What is the main purpose of a GNSS signal simulator?
GNSS signals are used in extremely many different applications for the determination of position and or/time.They are used, for example, for navigation in automotive, maritime or aerospace industry, for precise timing in power distribution networks and finance industry, for surveying purposes, for tracking of valuable assets like cars and machinery, and many other purposes. All devices and systems which use GNSS technology for positioning and/or timing must be tested for ensuring a reliable, safe operation.

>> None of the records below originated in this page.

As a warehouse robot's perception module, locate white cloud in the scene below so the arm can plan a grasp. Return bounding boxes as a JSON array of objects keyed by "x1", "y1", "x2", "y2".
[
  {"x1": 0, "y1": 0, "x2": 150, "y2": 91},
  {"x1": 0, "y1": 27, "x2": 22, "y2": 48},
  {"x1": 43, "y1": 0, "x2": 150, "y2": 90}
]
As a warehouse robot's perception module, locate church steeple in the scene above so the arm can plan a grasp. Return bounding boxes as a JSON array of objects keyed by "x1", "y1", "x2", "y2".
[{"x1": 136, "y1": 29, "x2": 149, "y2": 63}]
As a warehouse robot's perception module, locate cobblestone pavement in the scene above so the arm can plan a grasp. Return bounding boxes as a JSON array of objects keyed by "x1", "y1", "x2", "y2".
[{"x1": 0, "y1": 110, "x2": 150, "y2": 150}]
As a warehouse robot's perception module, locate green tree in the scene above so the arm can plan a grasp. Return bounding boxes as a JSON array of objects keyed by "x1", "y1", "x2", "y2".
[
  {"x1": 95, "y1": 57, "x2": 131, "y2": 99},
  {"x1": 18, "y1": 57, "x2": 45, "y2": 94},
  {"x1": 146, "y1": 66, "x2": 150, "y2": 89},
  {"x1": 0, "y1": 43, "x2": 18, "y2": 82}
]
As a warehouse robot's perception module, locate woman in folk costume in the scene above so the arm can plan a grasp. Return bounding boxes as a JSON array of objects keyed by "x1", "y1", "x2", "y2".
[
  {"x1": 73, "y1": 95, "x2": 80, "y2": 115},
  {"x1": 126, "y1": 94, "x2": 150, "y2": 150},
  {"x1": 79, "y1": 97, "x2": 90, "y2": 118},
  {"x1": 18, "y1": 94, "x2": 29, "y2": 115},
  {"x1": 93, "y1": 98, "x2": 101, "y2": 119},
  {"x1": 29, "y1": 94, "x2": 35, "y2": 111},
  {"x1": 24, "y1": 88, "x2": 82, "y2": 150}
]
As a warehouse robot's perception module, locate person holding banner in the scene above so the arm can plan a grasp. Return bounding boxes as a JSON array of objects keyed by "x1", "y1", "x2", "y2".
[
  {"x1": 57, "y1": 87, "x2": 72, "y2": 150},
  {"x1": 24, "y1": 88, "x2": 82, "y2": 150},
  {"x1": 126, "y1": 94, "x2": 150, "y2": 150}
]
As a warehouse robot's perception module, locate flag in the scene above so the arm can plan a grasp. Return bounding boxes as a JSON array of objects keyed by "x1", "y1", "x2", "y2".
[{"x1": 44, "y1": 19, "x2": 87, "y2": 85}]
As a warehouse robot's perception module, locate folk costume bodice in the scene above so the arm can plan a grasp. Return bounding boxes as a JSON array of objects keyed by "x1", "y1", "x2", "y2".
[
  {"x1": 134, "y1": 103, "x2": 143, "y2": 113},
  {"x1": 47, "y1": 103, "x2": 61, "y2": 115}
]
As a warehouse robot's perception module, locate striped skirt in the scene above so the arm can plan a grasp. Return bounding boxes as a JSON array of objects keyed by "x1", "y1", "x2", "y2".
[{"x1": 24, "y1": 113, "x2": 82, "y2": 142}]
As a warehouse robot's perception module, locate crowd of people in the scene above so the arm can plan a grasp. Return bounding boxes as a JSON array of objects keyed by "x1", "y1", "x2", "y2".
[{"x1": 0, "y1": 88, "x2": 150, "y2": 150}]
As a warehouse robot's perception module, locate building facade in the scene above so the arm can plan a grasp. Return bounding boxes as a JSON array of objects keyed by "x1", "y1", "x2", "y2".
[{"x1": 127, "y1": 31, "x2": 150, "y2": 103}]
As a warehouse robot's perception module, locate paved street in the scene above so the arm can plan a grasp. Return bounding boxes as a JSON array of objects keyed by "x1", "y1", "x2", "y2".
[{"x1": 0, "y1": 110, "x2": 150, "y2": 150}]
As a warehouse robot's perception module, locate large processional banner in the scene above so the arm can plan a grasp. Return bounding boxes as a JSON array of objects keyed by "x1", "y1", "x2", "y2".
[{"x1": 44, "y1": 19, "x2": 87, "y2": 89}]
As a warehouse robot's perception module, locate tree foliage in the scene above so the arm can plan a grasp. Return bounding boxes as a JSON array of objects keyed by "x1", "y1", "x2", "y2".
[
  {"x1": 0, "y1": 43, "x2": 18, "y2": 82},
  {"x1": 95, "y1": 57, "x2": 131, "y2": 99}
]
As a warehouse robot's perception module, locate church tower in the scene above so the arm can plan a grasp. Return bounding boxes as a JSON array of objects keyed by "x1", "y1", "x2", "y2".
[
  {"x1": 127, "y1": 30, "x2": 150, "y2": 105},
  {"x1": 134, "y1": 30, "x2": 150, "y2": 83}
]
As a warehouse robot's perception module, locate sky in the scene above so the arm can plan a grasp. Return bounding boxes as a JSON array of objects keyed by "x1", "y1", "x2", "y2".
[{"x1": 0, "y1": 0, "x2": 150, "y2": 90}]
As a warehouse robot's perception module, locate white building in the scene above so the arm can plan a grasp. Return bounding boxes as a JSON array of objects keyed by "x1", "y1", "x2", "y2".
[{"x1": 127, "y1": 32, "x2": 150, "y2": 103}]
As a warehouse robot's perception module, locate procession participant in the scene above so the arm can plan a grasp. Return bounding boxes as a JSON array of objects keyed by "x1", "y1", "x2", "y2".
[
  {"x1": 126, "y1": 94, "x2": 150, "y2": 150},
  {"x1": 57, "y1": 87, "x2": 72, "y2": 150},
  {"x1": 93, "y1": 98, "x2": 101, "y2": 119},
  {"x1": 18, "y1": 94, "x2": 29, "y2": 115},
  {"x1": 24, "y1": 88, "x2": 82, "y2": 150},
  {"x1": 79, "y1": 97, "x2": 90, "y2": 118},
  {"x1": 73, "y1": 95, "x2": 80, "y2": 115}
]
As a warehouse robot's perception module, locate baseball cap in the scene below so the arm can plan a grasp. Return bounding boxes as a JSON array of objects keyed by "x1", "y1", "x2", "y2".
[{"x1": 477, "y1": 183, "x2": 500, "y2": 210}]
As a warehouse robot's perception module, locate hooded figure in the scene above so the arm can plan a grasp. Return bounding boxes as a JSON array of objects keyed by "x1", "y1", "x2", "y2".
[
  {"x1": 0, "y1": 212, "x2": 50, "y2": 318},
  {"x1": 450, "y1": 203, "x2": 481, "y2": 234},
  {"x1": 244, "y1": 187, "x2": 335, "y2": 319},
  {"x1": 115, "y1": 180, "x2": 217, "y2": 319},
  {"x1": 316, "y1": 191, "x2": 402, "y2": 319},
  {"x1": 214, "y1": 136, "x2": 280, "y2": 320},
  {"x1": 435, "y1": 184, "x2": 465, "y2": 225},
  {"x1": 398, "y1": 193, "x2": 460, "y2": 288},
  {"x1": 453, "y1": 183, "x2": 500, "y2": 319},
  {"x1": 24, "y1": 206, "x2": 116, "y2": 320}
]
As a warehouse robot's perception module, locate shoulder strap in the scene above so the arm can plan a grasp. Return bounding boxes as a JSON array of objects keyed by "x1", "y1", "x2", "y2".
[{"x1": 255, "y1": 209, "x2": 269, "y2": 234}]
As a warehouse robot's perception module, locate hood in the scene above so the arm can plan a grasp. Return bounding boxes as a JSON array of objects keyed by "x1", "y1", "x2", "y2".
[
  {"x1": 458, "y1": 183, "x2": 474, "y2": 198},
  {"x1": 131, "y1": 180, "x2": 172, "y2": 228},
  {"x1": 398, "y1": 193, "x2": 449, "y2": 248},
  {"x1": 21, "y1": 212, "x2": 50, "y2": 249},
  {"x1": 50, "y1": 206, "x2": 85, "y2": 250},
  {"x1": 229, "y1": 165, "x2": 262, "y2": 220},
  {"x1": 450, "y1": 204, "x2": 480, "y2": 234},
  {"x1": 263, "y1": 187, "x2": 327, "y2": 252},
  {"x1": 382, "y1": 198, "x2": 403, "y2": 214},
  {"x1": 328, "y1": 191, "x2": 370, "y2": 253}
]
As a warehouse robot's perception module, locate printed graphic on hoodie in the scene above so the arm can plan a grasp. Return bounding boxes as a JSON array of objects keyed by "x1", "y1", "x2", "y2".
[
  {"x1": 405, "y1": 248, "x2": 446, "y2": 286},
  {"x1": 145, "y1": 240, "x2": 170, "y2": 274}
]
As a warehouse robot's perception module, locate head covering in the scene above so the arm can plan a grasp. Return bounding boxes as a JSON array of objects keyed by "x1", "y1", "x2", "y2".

Products and systems relying on GNSS technology for positioning and/or timing have to be tested thouroughly before putting them into operation. As the possibilities for comprehensive testing in real life are very limited, the use of a GNSS simulation system is the perfect option for ensuring a high coverage of test scenarios, efficient execution of many test cases, having in mind the requirement to standardize and repeat tests.
Why GNSS simulation is important? / What are the benfits of GNSS simulation?
For systematic testing standardization and repeatability are key elements. These cannot be achieved in real life. A GNSS signal simulator can expose a GNSS-based device to a wide range of different environmetal conditions, like, for example, different atomspherical conditions, obstruction and refelction of GNSS signals in urban canyons, different visibility of satellites in different locations on the global at different points of time, etc.
In addition to many natural factors, which have a significant influence on the quality of GNSS signals received on earth, there exist also intentional interferences which can seriously put at risk the quality of GNSS-signals, like jamming and spoofing. Test scenarios which include jamming and/or spoofing in real-life in most countries can be carried out only with specific licences by the corresponding authorities and/or only with specific, cost-intensive infrastructire (like, for example, anechoic chambers). Therefore tests for hardening GNSS-based equipment against such vulnerabilities is much more efficient when using a GNSS signal simulator.
As a resumee: GNSS signal simulators contribute to safety, security and reliabilty of GNSS-based equipment. And they do this in a fast, cost-effective way.